I wrote the first prototype of the click prediction system deployed in Microsoft AdCenter in F# in a few days.
For a machine learning scientist, speed of experimentation is the critical factor to optimize. Compiling is
fast but loading large amounts of data in memory takes a long time. With F#’s REPL, you only need to load the
data once and you can then code and explore in the interactive environment. Unlike C# and C++, F# was designed
for this mode of interaction. It has the ease of use of Matlab or Python, both of which I have used extensively
in the past. One problem with Matlab and Python is that they are not strongly typed. No compile-time type
checking hurts speed of experimentation because of bugs, lack of reusability, high cost of refactoring, no
intellisense, and slow execution. Switching to F# was liberating and exhilarating. 2 caveats: Not every
problem fits that model. With a bit of discipline, such as avoiding massive parallelism for as long as
possible, the model goes a long way. The second caveat is that the cost of learning F# is steep. For me, it
was 2 weeks of decreased productivity. It has proven a worthwhile investment.

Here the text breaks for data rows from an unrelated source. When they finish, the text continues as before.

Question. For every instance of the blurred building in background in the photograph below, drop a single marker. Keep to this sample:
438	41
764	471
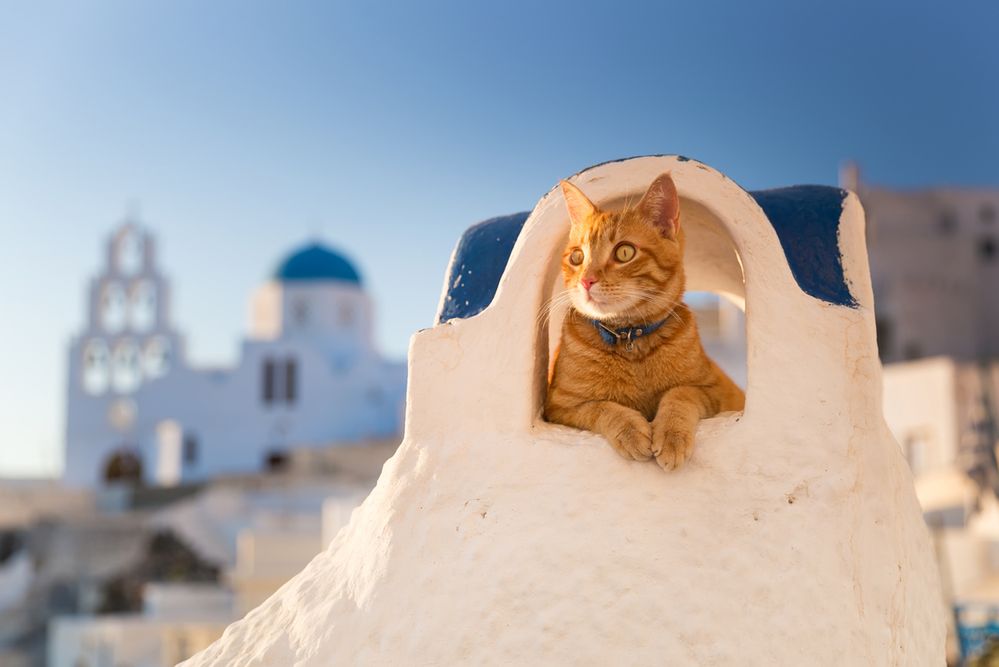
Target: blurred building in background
308	374
935	268
934	256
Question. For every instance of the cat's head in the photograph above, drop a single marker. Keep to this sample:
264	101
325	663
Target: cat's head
625	266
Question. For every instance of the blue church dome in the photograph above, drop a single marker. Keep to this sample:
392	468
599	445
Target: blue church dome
316	262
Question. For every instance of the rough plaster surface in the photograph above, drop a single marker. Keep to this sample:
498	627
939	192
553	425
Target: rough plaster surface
793	537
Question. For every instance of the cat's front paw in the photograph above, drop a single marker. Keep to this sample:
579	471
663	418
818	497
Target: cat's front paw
673	448
630	436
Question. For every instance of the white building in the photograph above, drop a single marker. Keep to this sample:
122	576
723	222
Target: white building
934	256
308	374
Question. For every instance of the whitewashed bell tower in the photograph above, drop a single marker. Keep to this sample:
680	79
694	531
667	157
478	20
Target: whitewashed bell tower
126	342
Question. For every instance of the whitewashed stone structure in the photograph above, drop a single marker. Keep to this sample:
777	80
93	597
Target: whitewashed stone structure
793	537
308	375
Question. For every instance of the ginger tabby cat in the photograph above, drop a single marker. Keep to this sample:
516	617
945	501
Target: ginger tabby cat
630	365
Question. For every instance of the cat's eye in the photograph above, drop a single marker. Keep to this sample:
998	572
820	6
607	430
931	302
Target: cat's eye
624	252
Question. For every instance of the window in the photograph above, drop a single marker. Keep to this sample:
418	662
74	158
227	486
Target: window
276	461
345	314
142	306
280	381
948	223
300	312
987	249
125	372
269	381
290	380
122	414
156	357
112	308
885	337
190	449
912	351
987	214
129	252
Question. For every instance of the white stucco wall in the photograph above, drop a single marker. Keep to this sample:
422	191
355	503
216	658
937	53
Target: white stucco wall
793	537
344	389
920	405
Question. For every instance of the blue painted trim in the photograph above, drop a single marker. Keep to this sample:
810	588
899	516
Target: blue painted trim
477	265
806	219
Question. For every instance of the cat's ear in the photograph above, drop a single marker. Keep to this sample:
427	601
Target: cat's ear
660	206
580	207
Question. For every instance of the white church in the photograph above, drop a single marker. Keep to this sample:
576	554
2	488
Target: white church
308	374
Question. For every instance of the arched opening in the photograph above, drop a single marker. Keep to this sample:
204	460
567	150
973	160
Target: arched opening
96	367
142	306
126	372
129	251
113	308
123	466
156	357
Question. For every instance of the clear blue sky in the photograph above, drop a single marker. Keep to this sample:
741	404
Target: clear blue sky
244	128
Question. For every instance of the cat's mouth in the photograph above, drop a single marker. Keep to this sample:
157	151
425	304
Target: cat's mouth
596	304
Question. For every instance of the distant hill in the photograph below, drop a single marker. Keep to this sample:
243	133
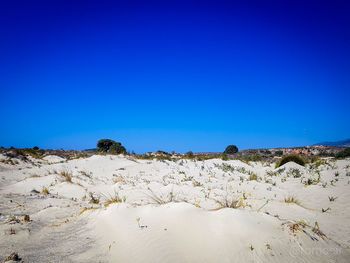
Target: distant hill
343	143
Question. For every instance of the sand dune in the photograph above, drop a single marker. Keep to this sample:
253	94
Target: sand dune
120	209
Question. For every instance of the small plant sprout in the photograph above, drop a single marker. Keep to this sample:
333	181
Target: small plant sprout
291	199
45	190
138	222
332	198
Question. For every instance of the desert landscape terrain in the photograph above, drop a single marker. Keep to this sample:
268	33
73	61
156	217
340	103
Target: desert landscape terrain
118	208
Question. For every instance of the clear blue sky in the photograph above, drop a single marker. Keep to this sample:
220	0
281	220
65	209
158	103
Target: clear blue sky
174	75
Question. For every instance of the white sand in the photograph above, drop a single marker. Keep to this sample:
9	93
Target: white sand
172	211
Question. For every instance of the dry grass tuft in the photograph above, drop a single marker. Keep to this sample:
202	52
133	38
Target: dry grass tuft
292	200
45	190
67	176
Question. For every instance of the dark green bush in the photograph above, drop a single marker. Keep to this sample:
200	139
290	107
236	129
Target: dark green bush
104	144
107	145
291	158
189	154
343	154
231	149
117	148
279	153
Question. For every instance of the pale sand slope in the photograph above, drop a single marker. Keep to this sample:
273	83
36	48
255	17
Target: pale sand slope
172	211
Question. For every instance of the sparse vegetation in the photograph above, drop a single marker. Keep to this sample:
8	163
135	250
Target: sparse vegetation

As a machine learning practitioner programming in F#, I constantly switch between two activities:
1) writing prototype code (highly interactive ugly code with throw away results, functions, and visualizations)
and 2) upgrading prototype code to library standard (fast, generic, reusable). When I go back to writing
prototypes, I build on top of the newly upgraded functions. In F#, the cost of switching between these two
modes is minimal: often nothing needs to be done other than adding comments and deleting deprecated functions.
This means that most of the time is dedicated to experimenting and the majority of the code is close to shipping
quality. Some people can do this in C# or Matlab, but I find that F# excels at it.
I started F# with deep suspicions regarding efficiency. My first test was to link F# with C++/CLI and
check performance of calling SSE/AVX optimized code. As hoped, F# is comparable to C# when it comes to
speed. You have the same flexibility to link with well optimized code. The inline generics are truly
magical: same IL in the linked DLLs, but the functions expand to specialized fast code when you instantiate
them. Compromises between intuitive code and efficient code still need to be made. I found that “for” loop,
“tail recursive” loop, or Parallel.For with ThreadLocal loops, are faster than a succession of piped IEnumerables
(seq in F#). F# does not hamper one’s ability to write ugly fast code. Rest assured.
Several people in the machine learning group in Microsoft Research have switched to F# for the reasons
above. The world is slowly moving toward functional programming with good justifications: the code is
cleaner and easier to debug in a distributed environment. Among the available functional languages, F#
is a compelling option.